閑・感・観~寄稿コーナー~
SALON

人が「生きてる」国、ベトナム(北岡 宏輔)

2019.12.31

閑・感・観~寄稿コーナー~

 2019年6月に定年を迎え、12月下旬、人生初の海外旅行に行ってきました。30年来の同僚で親友の鈴江康二君(現在は校閲センター大阪CS)に誘われて、彼ゆかりのベトナムへ。

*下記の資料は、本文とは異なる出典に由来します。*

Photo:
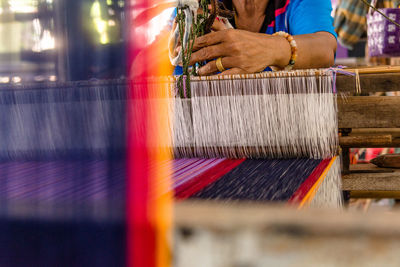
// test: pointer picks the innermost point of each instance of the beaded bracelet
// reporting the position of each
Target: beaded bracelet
(293, 47)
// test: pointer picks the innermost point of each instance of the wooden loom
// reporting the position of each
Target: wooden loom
(369, 121)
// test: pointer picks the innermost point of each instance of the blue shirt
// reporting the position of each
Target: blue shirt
(298, 17)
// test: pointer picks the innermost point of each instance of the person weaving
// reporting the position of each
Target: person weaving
(281, 34)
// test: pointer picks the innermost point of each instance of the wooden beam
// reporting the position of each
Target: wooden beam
(388, 181)
(375, 194)
(369, 112)
(370, 83)
(366, 141)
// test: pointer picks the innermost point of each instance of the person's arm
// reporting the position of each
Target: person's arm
(247, 52)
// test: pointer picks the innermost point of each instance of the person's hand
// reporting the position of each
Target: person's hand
(241, 51)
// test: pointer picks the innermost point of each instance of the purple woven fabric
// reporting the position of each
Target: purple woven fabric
(384, 36)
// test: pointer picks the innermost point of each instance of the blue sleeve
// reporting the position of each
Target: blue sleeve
(310, 16)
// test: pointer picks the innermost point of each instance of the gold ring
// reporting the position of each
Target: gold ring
(220, 67)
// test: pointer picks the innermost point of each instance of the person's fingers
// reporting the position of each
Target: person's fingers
(211, 67)
(218, 25)
(208, 53)
(212, 39)
(232, 71)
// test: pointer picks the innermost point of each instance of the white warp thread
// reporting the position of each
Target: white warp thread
(329, 193)
(271, 118)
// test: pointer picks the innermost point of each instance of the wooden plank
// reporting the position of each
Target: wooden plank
(217, 215)
(394, 132)
(387, 161)
(369, 112)
(383, 82)
(388, 181)
(365, 141)
(210, 234)
(375, 194)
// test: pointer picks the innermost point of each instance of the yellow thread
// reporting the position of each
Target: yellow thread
(309, 196)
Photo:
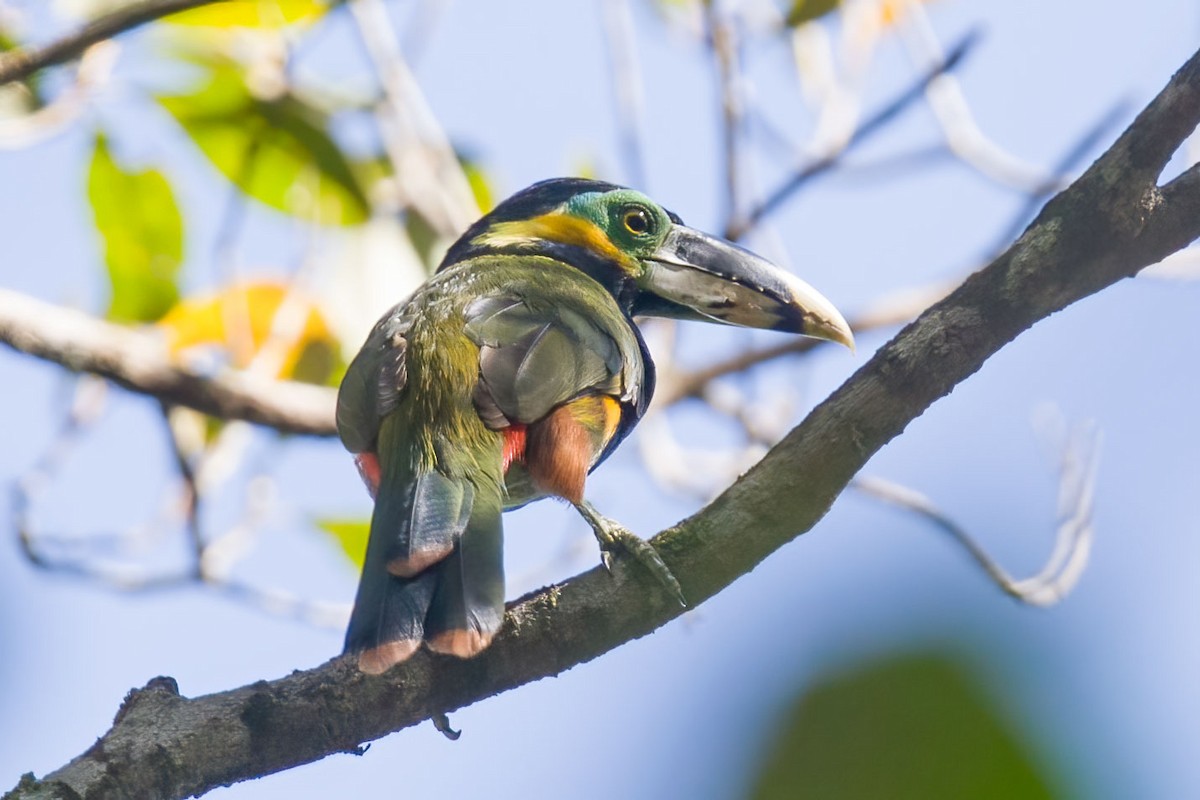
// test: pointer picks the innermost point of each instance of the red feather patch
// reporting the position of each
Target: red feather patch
(369, 469)
(514, 445)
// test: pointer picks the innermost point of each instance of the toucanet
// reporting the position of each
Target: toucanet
(508, 377)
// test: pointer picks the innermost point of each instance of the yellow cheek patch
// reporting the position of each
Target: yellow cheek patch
(557, 227)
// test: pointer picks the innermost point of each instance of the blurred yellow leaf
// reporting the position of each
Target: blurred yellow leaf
(893, 11)
(351, 534)
(265, 324)
(251, 13)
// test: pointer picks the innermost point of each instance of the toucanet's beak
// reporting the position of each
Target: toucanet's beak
(696, 276)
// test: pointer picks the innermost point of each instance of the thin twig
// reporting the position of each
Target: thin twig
(627, 86)
(139, 361)
(1073, 540)
(1065, 166)
(21, 64)
(723, 40)
(869, 126)
(1110, 223)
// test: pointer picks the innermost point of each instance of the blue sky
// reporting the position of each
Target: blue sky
(1103, 685)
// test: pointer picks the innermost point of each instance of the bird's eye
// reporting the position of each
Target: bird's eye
(637, 221)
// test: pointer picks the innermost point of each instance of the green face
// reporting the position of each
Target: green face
(633, 222)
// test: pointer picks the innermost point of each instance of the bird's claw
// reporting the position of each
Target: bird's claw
(613, 536)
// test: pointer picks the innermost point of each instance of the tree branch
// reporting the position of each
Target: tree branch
(139, 361)
(21, 64)
(1107, 226)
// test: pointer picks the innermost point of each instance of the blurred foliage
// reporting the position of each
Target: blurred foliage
(805, 11)
(143, 235)
(243, 320)
(351, 534)
(273, 145)
(251, 13)
(907, 728)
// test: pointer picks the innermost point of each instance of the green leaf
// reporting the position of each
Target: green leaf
(251, 13)
(143, 235)
(276, 150)
(351, 534)
(907, 728)
(805, 11)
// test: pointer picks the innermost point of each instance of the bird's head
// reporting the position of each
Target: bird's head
(648, 259)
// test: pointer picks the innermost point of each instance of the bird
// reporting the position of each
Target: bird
(508, 377)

今こうして原稿を書いている間も、エネルギッシュな下町の風情やメーターゲージの鉄道、メコン下りのエンジンボート、質素だけどおいしかった路上の朝ごはんを夢に見るようです。
 ツアーではないので、2人でホーチミン市内を中心に歩き回る毎日でしたが、会話も街の看板も私にとっては全く意味不明。暑いし、デコボコした歩道は歩きにくいし、物売りはしきりに寄ってくるし、何と言っても洪水のように走るバイクが怖い! なのに2日目にしてすっかりなじんでしまったのは、人々の何とも言えない優しさに触れることができたからだと思います。それを支えてくれたのは、長年ベトナム取材を続けている鈴江君の堪能な通訳でした。
 道端に椅子を置いてぼーっと座っているおっさん(これが多い)。日本だと「この人何してんの?」というところですが、道を聞くといたって親切。タバコが吸えるコーヒーショップを探し歩いていた時も「あそこはダメ。こっちの店ならタバコ大丈夫」。スーパーのレジものんびりしたもので、長い行列が遅々として進まなくても誰も文句を言いません。町をきれいに見せようなどという気はみじんもない様子で、どこへ行ってもほこりっぽくてごみごみしているけれど、人が「生きてる」国なんだなあとつくづく感じました。
 4日間の旅を終えて日本に戻ると、ピカピカの電車が時間通りに来る、水道をひねるとちゃんと水が出る、買い物をしたらきちんとお勘定をしてくれる、当たり前のことに改めて感謝すると同時に、歩きながらスマホをいじくっている若者たちが無機質な人種に思えて仕方ありません。
 しばらくリハビリに時間がかかりそうです。